La difficulté à établir les faits, notamment

en raison de ce que le recourant ne maîtrise pas la langue française, ne

justifie pas non plus une décision négative.

Le principe

inquisitorial, qui domine la procédure administrative (ATF 111 II 284 c. 2;

Pierre Moor, Droit administratif, vol. II, ch. 2.2.6.3, p. 175), impose à

l'autorité d'établir d'office l'ensemble des faits déterminants avant de rendre

sa décision (ATF 110 V 52 c. 4a et la jurisprudence citée); elle doit

entreprendre elle-même les investigations nécessaires (en requérant au besoin

la collaboration des intéressés) pour établir ces faits (Imboden/Rhinow,

Schweizerische Verwaltungsrechtsprechung, Nr. 88 B I, p. 550). Lorsque la loi

se réfère à des circonstances concrètes précises, l'autorité ne saurait se

satisfaire d'une évaluation schématique (ATF 112 Ib 8; 110 V 229). Elle doit au

contraire déterminer en droit et en équité tout ce qui doit être élucidé; elle

doit pourvoir à l'administration des preuves nécessaires et ensuite apprécier

consciencieusement le résultat de la procédure probatoire (ATF 104 V 211).

Reposant sur la seule

indication d'un montant de fortune dans une décision en matière de prestations

complémentaires, la décision attaquée ne répond pas à ces exigences. Il

n'appartient pas au tribunal d'y remédier en procédant lui-même aux

investigations qui incombaient à l'autorité intimée, puisque cela aurait pour

effet de priver l'intéressé d'une instance de recours.
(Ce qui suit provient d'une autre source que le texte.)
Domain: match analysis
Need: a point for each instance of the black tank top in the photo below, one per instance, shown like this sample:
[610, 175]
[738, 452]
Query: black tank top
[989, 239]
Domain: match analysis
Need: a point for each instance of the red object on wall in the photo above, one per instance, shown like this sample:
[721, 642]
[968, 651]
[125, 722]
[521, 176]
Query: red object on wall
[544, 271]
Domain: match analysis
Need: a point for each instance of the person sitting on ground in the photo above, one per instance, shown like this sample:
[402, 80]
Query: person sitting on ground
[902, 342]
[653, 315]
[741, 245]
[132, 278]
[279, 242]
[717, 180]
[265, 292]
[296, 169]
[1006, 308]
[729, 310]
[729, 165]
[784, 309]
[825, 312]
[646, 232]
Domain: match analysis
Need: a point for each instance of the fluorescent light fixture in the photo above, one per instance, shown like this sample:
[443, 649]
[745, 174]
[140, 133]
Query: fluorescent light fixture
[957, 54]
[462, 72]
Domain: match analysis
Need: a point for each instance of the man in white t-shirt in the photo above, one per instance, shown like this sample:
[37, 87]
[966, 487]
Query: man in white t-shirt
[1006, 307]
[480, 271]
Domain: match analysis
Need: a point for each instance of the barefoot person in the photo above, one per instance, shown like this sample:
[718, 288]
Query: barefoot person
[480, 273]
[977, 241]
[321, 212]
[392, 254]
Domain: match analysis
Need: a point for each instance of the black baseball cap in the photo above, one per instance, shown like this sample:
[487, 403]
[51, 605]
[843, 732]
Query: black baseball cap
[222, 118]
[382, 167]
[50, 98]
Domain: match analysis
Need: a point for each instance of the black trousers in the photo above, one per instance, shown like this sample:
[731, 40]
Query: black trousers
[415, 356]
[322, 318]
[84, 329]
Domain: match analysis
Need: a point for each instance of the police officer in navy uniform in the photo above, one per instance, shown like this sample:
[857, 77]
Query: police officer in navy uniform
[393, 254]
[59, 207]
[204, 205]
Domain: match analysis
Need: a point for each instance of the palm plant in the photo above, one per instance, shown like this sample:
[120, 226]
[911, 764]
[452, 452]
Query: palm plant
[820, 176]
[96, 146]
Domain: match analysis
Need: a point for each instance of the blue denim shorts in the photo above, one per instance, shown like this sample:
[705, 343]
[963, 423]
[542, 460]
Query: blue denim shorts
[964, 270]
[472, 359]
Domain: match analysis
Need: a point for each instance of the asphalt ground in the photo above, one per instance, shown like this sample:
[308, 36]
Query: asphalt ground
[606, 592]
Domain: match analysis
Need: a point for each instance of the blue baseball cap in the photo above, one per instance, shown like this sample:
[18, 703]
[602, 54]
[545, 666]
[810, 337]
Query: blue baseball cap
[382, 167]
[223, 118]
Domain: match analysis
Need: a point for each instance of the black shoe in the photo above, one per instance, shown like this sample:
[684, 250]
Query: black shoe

Il s'impose dès lors

d'annuler la décision attaquée et de renvoyer la cause à l'autorité intimée

afin qu'elle recherche plus en détail quel a été le cheminement de la fortune

imputée au recourant. Ce n'est qu'au cas où celui-ci refuserait de fournir les

indications nécessaires qu'un refus pourrait lui être opposé.

Dispositif

Par ces motifs

le Tribunal administratif

arrête:

I. Le recours est

admis.

II. La décision

rendue le 29 août 2002 par le Centre social régional de Lausanne est

annulée, la cause étant renvoyée à cette autorité pour statuer à nouveau au

sens des considérants.

III. Le présent

arrêt est rendu sans frais.

jc/Lausanne, le 28 novembre 2002

Le

président:

Le présent

arrêt est communiqué aux destinataires de l'avis d'envoi ci-joint

La présente décision peut faire l'objet, dans les trente

jours suivant sa communication, d'un recours au Tribunal fédéral des

assurances, Adligenswilerstrasse 24, 6006 Lucerne. Le recours s'exerce par acte

écrit, déposé en trois exemplaires, indiquant :

a) quelle

décision le recourant désire obtenir en lieu et place de la présente décision;

b) pour

quels motifs le recourant s'estime en droit d'obtenir cette autre décision;

c) quels

moyens de preuve le recourant invoque à l'appui de ses motifs.

La présente décision

et l'enveloppe dans laquelle elle a été expédiée, ainsi que les pièces

invoquées comme moyens de preuve, lorsqu'elles se trouvent en mains du

recourant, seront jointes au recours.